Hacker News new | ask | show | jobs
by tw04 1964 days ago
>I don't mean this ironically, but I think Slack did not actually know how to handle it: they outsourced the handling of this; they passed the buck.

Isn't that literally supposed to be the sales pitch for the cloud? Get away from the infrastructure as a whole so you can focus on code, and let the cloud providers wave their magic wand to enable scaling?

If you're saying now the story is: well rely on them to auto scale, until they don't - then why would I bother? Now you're telling me I need to go back to having infrastructure experts, which means I can save TON of money by going with a hosting provider that allows allocation of resources via API (which is basically all of them).

5 comments

No, the cloud provides scalable infrastructure, but once you are in the 0.01% and you have very unique usage patterns, you still need to know how to set up your infrastructure for your needs.
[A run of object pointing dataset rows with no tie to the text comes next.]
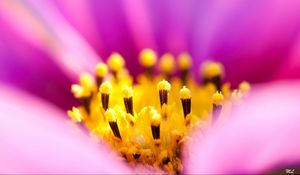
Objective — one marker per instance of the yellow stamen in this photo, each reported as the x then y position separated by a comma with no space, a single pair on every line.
155,119
152,130
116,62
110,115
106,88
101,69
218,98
87,82
77,90
75,114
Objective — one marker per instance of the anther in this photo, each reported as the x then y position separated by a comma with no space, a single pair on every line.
163,87
101,71
83,95
184,63
217,105
155,125
185,96
167,65
111,117
116,63
148,59
128,99
105,90
212,72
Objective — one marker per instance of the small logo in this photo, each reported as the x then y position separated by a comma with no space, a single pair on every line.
289,171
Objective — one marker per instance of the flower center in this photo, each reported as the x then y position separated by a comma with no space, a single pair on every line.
148,122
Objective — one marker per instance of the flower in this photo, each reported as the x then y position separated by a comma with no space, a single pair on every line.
50,44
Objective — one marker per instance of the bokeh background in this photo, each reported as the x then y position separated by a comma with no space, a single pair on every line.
44,45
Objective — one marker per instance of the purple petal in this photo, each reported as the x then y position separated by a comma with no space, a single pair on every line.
49,144
260,135
41,24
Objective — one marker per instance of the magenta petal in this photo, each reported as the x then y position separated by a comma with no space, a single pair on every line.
36,138
262,134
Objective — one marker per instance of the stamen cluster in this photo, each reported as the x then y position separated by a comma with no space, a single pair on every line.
148,122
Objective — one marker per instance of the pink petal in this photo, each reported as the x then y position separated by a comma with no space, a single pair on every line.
41,24
36,138
260,135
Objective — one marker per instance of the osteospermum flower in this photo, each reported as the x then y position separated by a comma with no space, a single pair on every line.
148,122
44,46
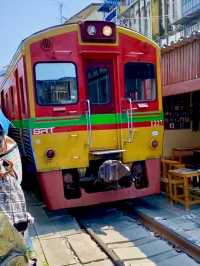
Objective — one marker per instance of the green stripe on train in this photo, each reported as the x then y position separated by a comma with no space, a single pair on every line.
97,119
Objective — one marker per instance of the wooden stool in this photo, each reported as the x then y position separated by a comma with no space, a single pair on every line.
181,178
167,165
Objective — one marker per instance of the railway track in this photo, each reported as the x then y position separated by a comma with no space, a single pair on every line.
122,235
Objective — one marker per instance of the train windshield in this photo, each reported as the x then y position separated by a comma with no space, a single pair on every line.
56,83
140,81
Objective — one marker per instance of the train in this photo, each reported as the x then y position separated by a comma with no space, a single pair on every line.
85,103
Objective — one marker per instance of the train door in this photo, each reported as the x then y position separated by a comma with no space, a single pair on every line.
101,106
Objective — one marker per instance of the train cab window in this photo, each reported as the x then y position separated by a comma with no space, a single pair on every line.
56,83
99,85
140,81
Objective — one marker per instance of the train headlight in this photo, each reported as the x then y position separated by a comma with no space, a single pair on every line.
154,144
50,154
107,31
91,30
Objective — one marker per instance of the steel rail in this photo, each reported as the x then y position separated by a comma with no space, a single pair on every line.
168,234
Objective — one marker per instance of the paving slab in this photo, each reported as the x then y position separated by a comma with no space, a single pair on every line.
180,260
147,250
85,248
57,252
113,236
100,263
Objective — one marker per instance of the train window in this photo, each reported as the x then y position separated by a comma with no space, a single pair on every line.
140,81
56,83
22,94
99,85
12,99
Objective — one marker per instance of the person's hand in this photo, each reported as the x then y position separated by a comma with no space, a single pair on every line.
30,218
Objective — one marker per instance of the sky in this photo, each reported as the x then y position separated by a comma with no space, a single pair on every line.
21,18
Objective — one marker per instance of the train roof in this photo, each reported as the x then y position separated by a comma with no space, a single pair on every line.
59,29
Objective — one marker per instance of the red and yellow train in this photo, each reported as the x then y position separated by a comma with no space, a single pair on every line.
86,108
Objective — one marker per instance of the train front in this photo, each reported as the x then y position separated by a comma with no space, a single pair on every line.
96,113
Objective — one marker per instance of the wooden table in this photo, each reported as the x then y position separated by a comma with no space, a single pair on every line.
183,176
167,165
179,153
The difference is that instead of writing and managing a scalable cache, you just need to build the layer that knows to pre-provision for that scale/talk with AWS to make sure the system has sufficient capacity.
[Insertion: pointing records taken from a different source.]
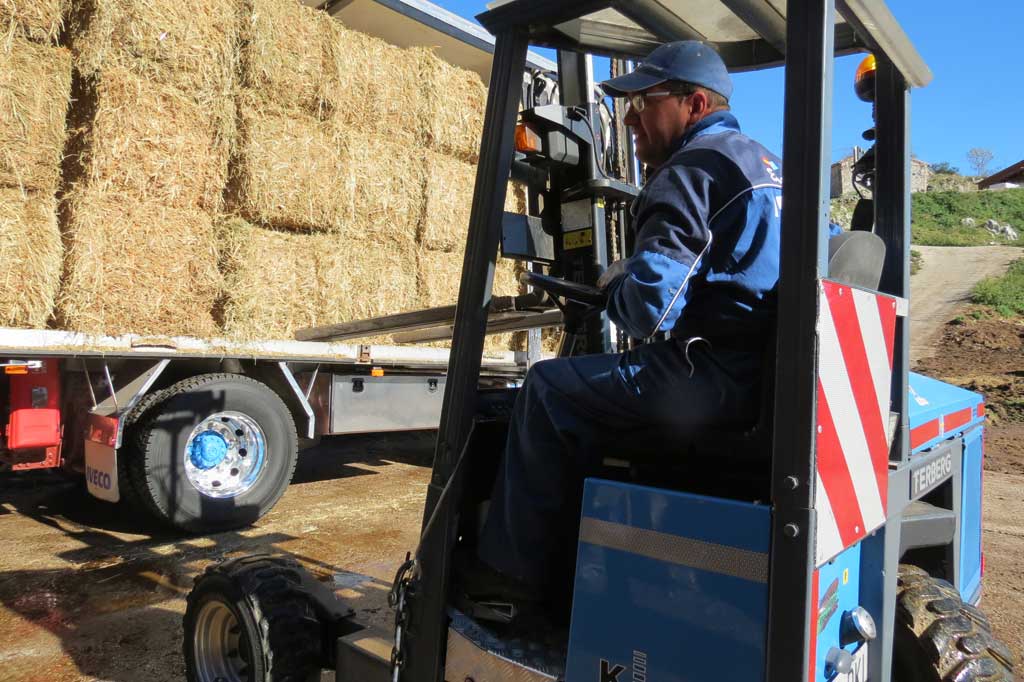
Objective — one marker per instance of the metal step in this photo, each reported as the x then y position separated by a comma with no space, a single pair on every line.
364,656
926,525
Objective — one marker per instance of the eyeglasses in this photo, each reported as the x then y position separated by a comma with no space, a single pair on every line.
638,100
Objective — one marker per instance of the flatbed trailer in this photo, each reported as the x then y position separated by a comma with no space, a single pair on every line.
204,433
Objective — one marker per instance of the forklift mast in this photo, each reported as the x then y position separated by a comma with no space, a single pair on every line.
806,42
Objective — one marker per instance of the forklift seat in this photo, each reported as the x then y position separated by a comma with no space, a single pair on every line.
735,462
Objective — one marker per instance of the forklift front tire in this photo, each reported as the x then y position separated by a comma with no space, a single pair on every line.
249,620
939,638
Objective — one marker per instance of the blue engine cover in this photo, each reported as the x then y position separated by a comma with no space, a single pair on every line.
669,587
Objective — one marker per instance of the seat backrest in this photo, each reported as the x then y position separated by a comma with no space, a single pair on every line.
856,258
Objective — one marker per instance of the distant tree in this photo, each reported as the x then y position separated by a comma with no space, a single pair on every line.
979,160
944,168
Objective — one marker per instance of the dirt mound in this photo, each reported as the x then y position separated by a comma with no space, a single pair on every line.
983,353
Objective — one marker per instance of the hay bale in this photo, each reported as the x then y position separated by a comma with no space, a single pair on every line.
389,189
309,280
139,267
291,170
31,253
366,279
188,44
452,115
152,141
294,172
449,199
270,283
37,19
35,89
288,54
376,87
440,273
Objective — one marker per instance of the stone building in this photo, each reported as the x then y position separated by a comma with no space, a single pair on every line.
842,174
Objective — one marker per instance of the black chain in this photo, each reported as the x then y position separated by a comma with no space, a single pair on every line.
396,599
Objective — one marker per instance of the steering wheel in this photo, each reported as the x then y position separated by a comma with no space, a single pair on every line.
569,290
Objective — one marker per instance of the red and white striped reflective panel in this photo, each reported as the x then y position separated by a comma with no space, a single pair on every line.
855,359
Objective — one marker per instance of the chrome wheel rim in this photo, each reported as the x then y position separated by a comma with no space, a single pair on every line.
218,645
224,455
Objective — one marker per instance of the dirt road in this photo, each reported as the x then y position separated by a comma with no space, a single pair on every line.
945,281
983,355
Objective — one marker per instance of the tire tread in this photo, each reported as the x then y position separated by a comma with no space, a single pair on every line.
950,641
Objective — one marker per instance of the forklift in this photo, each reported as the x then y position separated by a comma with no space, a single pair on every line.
838,539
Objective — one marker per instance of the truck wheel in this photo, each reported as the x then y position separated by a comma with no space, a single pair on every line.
248,620
211,453
939,638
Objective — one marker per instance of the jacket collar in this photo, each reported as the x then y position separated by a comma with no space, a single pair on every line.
715,123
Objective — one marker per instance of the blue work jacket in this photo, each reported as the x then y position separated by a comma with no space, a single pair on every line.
707,254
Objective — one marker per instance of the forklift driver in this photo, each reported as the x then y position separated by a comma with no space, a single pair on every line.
705,269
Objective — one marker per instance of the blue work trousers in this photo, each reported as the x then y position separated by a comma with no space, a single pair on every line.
573,412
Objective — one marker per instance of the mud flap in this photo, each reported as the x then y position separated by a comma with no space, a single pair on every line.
101,458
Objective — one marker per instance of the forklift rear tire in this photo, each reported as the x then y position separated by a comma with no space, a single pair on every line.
248,620
939,638
211,453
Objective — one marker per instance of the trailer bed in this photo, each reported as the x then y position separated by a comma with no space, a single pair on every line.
53,343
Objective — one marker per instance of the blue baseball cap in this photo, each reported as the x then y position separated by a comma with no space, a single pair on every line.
687,60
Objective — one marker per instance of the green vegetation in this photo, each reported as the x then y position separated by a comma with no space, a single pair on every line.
937,216
1006,294
944,168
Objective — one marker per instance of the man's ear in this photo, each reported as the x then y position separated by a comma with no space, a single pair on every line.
699,105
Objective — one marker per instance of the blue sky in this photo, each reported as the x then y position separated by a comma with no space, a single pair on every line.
975,99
The cloud isn't some magic thing that solves all scaling problems, it's a tool that gives you strong primitives (and once you're a large enough customer, an active partner) to help you solve your scaling problems.

This feels like AWS apologism.

Slack knew how to set up their infrastructure. Nothing in the postmortem implies AWS was misconfigured. AWS spotted the problem and fixed it entirely on their side.

Nothing in this report suggests that Slack has unique usage patterns. Users returning to work after Christmas is not a phenomenon unique to Slack.

Their problems were:

1. The AWS infrastructure broke due to an event as predictable as the start of the year. That's on Amazon.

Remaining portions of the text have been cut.